Andre Sorrentino hopes to unseat incumbent Kevin Orelli by getting elected Tuesday as Huntington highway superintendent. He has plans to boost morale and make several changes to the Highway Department.
Asked about the quality of the roads in Huntington, he said, “I won’t be that guy that does paving at election-time only.” According to Sorrentino, in order to improve the roads throughout the town, “Everybody should work together; the county, the state, and the town.”
Sorrentino feels that in-house work can be done to save taxpayers money. While he acknowledges this cannot be done with large roads, Sorrentino feels that small residential streets such as David Court in Huntington Station, can be done by his team, in-house. “I know that the paving equipment that we have is small, but to do an area like that would be just fine…” He said. When it comes to prioritizing residential roadwork, he said, “Safety is the biggest part. If I go to a road that wasn’t on a list, and it’s unsafe,” Sorrentino stated, “…it’s getting addressed.”
In regard to allocating funds for the Highway Department, Sorrentino believes that a professional grant writer would also be helpful. He feels he has demonstrated his ability as director of General Services for the town. “I’m gonna go to every board meeting, and try and allocate for more money for my department,” he said.
Sorrentino said that the Highway Department needs exactly what General Services needed before he got there; team morale. “I believe it’s at an all- time low.” “I’ll work alongside you.” He added, “I’ll never tell someone to do something that I wouldn’t do myself.”
According to Sorrentino, when it comes to working for the town of Huntington, hard work is often overlooked. He said that many temporary workers are brought back a range of 3 to 10 summers in a row, but are never offered a permanent position. “These men and women haven’t been given the opportunity to prove how great they are, and how much they can do if you just give them a chance.” He feels that anyone who has proven themselves for 3 to 4 years as a temporary employee should be offered a job if selected to come back. “I believe in people, not politics,” Sorrentino said.
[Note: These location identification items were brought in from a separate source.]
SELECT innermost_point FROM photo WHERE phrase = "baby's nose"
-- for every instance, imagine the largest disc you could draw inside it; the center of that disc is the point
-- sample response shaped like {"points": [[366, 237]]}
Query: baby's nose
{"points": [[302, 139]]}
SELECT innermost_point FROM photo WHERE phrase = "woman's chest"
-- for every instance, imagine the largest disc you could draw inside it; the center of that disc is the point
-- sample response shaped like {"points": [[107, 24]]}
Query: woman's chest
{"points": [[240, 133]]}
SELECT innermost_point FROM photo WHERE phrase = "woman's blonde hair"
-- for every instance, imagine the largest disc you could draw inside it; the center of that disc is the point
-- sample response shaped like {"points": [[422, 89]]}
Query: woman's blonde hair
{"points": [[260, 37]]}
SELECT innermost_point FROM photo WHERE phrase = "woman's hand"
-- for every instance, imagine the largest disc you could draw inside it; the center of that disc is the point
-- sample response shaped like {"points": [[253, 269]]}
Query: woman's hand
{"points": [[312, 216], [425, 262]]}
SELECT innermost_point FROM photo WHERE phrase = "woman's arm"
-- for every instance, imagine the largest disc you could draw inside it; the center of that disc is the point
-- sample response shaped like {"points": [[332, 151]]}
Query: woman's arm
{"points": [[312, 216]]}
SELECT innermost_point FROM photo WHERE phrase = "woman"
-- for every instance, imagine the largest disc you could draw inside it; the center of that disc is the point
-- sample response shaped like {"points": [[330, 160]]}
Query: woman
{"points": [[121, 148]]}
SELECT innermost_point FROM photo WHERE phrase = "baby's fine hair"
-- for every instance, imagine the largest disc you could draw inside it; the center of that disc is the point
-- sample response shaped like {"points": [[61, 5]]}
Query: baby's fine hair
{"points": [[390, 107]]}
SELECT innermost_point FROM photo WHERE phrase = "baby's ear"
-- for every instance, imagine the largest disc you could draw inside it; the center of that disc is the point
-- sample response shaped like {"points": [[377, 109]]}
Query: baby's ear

When asked if changing weather could be affecting the roads, Sorrentino noted that floods are partially responsible for the damage. He explained how there used to be a program ensuring routine maintenance of storm drains and catch basins. Sorrentino feels that cleaning them should be regimented; and plans to assemble a team to do the job. He also plans to add new drainage.
In addition to the damage caused by floods, Sorrentino claims that salt is also responsible. He said, “I know they used to use something called a 50/50 mix, which is sand and salt together. It’s a much better cleanup with salt, I agree, but the problem is, it just abuses the roads.” Although the mix would be more to clean up, he said, “We always had a sweeping program that was perfect. The sweepers went out 3 times a year…” He said, “At the end of the day, the sweepers will clean up that sand.” Sorrentino added that the sweepers would not only be removing sand, but also garbage, paper and other debris.
When asked why he is running for the position, Sorrentino said he has always been involved with the Highway Department. He said, “I’ve been an outside contractor for the highway department since I was 17, 18 years old; I’ve been involved some way, some shape or form.” He said, “I’ve basically been training for this position my whole life.”
Sorrentino discussed other changes that he would bring as superintendent. Regarding working with other departments he said, “I will always work together as one.”
Sorrentino plans to rid the Highway Department of the “old, retired military equipment.” He would remove all of the snow plowing equipment from those trucks, and place it on “…the garbage trucks that are sitting idle during snowstorms.”
Sorrentino said that these “Desert Storm” military vehicles were purchased by “Mr. Orelli’s deputy,” with the budget. He said, “I would say to outfit them, to make them work in the snow; they’re probably 20 to 30 thousand a piece; 20 thousand a piece to outfit them with snowplows.” Sorrentino added, “…you don’t take a military truck that’s made for the desert and plow snow with it.” He joked, “I would have taken that money, and put it back into some of these trucks that are falling apart. When they’re going down the road it looks like the Flintstones cars.”
Sorrentino said he has been working with heavy equipment since he was young, has owned a street sweeping business, and has been involved with cesspools, drainage, and paving. He also mentioned that he ran his own green yard waste facility. “Every aspect of the highway department, I’ve done; and that’s why I’d like to get elected.”
When asked what he can promise the people of Huntington, he promised to keep roads safe by providing “more maintenance than what we’ve seen in the past 3 and a half years.” He said, “I’ll always work alongside them.” Sorrentino promises to fight for more funding, and to deal with the town board on a regular basis. “I will be there every single day. I enjoy being part of my town; helping people. If I can help one person a day, I feel like I did something.”